Last modified: Friday, December 10, 2010

World's leading computing society names IU's Schnabel as 2010 Fellow

Dec. 10, 2010

BLOOMINGTON, Ind. -- The world's leading educational and scientific computing society has recognized Indiana University School of Informatics Dean Bobby Schnabel for his achievements in advancing fundamental knowledge of computing.

Robert B. Schnabel

Robert B. Schnabel

Print-Quality Photo

The Association for Computing Machinery (ACM) announced that Schnabel was among a group of 41 professionals in computing and computer science being named as 2010 ACM Fellows. The organization specifically cited Schnabel for "leadership of the computing community in education and diversity, and for contributions to numerical optimization."

Indiana University President Michael McRobbie called Schnabel's inclusion among an elite list of professionals from industry, commerce, education and entertainment a statement to Schnabel's dynamic leadership and to his positive influence on the lives of people around the world impacted by technology. McRobbie made the announcement today (Dec. 10) during the IU Board of Trustees meeting at Indiana University East.

"This is a deserving honor for a dedicated educator and leader who has worked diligently to expand and advance the ways technology can improve quality of life for people everywhere," McRobbie said. "To be recognized in this way for his contributions toward solving complex computational problems and for continued creativity and commitment to technology brings great honor to Indiana University."

Schnabel came to IU in 2007 from the University of Colorado at Boulder, where he served as vice provost/associate vice chancellor for academic and campus technology and professor of computer science. An international leader in research related to algorithms, analysis and computer software of the solution of numerical optimization problems, one of the main areas of scientific computation, Schnabel has also been recognized for his leadership roles in increasing the participation of women and under-represented minorities in computing.

In 2002, he co-initiated the planning process that led to the formation of the National Center for Women and Information Technology, and since co-founding the organization in 2004, he has remained a member of that organization's three-member executive team. He is the current chair and the 2007 founder of ACM's Education Policy Committee, which was formed to lead the entire computing community in influencing policy about computing education, particularly at the K-12 level.

Schnabel's leadership roles in increasing the participation of under-represented minorities in computing also include participation in the initial planning of the National Science Foundation's Broadening Participation in Computing (BPC) program. He was a co-founder and co-principal investigator of an initial BPC alliance, the Alliance for the Advancement of African-American Researchers in Computing, and he chairs the advisory board of another BPC alliance, the Computing Alliance for Hispanic-Serving Institutions.

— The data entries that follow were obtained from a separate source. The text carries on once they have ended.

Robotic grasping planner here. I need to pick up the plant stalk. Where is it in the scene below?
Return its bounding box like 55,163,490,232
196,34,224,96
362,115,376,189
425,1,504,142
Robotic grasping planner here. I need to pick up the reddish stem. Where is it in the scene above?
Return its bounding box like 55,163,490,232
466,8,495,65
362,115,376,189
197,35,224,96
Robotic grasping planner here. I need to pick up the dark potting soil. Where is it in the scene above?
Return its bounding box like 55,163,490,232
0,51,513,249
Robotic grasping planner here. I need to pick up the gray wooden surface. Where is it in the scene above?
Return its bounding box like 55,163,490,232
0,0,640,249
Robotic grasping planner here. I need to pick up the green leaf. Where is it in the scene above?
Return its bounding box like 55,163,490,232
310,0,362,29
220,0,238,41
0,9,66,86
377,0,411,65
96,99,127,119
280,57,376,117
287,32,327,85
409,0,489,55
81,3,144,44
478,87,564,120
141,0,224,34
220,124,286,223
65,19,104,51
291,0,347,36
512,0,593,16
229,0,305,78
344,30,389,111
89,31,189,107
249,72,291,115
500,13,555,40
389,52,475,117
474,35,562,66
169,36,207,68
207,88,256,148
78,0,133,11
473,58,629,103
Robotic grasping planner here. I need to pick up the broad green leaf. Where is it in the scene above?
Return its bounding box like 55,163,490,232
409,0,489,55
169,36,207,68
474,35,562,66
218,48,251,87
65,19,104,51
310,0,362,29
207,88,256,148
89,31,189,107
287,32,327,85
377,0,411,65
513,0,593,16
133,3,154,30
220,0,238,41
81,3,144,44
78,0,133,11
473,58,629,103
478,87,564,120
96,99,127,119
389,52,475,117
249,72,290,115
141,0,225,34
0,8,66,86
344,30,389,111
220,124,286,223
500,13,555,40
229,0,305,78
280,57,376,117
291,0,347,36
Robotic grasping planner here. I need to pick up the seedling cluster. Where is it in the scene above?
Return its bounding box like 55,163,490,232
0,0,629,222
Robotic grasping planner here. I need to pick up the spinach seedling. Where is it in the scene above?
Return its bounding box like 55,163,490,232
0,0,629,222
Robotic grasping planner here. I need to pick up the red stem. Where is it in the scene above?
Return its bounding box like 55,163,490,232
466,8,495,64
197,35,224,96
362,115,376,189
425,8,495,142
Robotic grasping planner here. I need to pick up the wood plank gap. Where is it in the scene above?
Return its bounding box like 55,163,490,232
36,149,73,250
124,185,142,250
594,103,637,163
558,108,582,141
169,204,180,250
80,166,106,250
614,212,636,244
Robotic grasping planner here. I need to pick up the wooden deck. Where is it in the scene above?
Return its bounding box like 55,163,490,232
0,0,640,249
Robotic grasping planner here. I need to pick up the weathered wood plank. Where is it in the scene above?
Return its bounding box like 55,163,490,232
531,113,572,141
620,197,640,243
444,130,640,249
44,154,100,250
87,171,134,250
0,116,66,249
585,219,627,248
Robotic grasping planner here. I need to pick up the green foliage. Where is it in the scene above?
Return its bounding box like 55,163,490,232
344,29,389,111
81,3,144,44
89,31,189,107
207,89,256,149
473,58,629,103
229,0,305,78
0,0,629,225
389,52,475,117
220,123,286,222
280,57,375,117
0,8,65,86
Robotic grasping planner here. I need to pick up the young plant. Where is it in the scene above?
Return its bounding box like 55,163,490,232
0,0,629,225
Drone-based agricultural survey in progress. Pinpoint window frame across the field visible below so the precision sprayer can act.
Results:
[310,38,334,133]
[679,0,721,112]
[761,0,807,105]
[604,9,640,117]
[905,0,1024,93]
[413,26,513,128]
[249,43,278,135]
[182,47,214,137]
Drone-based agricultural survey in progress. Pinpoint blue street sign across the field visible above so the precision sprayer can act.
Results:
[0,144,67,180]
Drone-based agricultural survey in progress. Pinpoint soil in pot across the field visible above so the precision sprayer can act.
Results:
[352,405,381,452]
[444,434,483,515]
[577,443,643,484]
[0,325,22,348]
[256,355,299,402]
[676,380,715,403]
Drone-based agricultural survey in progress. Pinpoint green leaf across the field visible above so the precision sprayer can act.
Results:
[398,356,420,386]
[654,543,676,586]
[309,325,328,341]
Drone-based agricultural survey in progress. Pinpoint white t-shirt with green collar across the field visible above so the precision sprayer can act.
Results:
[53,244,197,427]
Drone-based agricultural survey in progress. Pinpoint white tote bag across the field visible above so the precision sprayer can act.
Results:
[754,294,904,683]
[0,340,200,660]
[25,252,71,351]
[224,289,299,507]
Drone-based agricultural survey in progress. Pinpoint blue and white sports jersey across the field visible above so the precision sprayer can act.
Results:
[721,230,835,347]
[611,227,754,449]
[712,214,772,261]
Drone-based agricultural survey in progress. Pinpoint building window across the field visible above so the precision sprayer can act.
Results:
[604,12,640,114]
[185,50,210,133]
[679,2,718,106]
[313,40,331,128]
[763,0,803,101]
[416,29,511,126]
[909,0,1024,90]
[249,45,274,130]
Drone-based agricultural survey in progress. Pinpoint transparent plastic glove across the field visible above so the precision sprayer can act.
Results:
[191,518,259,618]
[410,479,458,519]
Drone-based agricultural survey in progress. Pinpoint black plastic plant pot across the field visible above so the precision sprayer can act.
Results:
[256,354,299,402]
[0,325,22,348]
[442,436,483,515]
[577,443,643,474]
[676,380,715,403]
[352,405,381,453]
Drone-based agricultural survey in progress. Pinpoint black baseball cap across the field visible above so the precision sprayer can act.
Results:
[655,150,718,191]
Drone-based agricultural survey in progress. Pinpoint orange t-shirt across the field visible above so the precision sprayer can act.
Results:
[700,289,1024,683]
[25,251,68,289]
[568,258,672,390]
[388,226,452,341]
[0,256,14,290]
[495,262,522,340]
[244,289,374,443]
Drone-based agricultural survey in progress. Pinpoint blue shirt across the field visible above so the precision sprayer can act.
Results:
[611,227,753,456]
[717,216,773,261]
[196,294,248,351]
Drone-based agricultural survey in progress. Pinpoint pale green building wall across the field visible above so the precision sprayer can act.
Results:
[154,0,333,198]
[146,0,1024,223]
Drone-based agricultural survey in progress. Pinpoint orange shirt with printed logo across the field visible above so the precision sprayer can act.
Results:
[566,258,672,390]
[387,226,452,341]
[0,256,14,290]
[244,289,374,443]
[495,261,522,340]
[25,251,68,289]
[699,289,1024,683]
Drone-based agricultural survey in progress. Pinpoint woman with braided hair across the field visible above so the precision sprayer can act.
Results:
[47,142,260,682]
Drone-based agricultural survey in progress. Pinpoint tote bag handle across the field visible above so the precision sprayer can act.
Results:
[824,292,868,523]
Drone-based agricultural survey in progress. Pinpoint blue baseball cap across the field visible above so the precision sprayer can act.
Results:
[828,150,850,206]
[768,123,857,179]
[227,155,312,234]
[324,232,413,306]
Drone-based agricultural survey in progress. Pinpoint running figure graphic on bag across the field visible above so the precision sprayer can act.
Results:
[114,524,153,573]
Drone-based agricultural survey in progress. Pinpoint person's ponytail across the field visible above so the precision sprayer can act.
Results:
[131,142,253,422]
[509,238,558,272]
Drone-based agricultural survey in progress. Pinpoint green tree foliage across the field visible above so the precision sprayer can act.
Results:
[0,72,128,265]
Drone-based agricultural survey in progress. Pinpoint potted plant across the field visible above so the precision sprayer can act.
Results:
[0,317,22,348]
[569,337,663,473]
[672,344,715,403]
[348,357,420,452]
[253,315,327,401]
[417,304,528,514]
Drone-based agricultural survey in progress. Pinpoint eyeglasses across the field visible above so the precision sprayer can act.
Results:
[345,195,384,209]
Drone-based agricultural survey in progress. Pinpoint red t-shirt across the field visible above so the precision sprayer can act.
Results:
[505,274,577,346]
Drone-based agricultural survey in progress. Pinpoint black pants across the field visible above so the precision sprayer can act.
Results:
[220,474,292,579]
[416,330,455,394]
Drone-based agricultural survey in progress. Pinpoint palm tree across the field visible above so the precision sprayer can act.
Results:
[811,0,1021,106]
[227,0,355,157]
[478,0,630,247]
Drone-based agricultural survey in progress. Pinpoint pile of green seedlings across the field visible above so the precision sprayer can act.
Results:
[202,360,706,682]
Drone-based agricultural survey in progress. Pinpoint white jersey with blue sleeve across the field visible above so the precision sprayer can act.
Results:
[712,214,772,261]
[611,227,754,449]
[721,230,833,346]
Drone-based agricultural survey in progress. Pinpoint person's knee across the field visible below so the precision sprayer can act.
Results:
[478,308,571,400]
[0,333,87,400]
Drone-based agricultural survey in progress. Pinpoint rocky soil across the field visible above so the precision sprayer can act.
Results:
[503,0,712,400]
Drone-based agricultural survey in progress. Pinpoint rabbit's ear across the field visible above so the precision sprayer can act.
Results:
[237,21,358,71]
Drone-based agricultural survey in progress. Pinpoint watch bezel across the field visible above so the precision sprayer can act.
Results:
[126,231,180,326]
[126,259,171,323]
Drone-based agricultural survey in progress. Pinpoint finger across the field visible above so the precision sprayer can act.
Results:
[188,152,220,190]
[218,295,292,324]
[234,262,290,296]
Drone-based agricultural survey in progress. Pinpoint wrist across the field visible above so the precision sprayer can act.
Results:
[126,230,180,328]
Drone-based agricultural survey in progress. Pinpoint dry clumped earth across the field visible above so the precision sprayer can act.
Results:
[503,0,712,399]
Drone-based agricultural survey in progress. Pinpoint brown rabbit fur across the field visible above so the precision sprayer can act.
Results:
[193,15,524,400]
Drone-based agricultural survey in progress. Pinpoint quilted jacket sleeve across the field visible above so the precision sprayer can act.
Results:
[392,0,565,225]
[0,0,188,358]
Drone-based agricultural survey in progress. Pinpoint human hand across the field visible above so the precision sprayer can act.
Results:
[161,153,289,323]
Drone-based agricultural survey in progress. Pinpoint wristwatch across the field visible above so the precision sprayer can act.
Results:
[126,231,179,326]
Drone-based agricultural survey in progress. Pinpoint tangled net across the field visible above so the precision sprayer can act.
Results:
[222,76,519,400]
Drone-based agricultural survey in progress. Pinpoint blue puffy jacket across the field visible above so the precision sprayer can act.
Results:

He also serves on the advisory board of the Institute for Capacity Building, which is the academic arm of the United Negro College Fund.

Since 2005, Schnabel has served as editor-in-chief of SIAM Review, the flagship journal of the Society for Industrial and Applied Mathematics.

"I am honored to receive this recognition and to share the designation with a group of truly distinguished professionals representing some of our greatest institutions and companies," Schnabel said. "My name is associated with this honor, but it is really a public recognition of the many outstanding individuals I have been privileged to collaborate with over the years."

Schnabel has authored more than 100 technical publications, has presented more than 50 invited conference talks, and has served as a principal or co-principal investigator on over $30 million of research funding, in addition to another $15 million in funding from the National Science Foundation's Computing Innovation Fellows program.

ACM said other North American universities with 2010 ACM Fellows included University of Illinois at Urbana-Champaign, Carnegie Mellon University, University of Michigan; Boston University; Washington University; Duke University; Indiana University; University of California at Santa Barbara, San Diego, and Berkeley; Rice University; Rutgers University; Yale University; Brown University; University of British Columbia; and the University of Waterloo.

From the corporate sector, 2010 ACM Fellows were named from Google Inc., Microsoft Research, AT&T and IBM Almaden and Thomas J. Watson Research Center. From outside North America, ACM Fellows were included from Monash University in Australia, University College in the United Kingdom, Saarland University in Germany, Swiss Federal Institute of Technology in Switzerland and the University of Auckland in New Zealand.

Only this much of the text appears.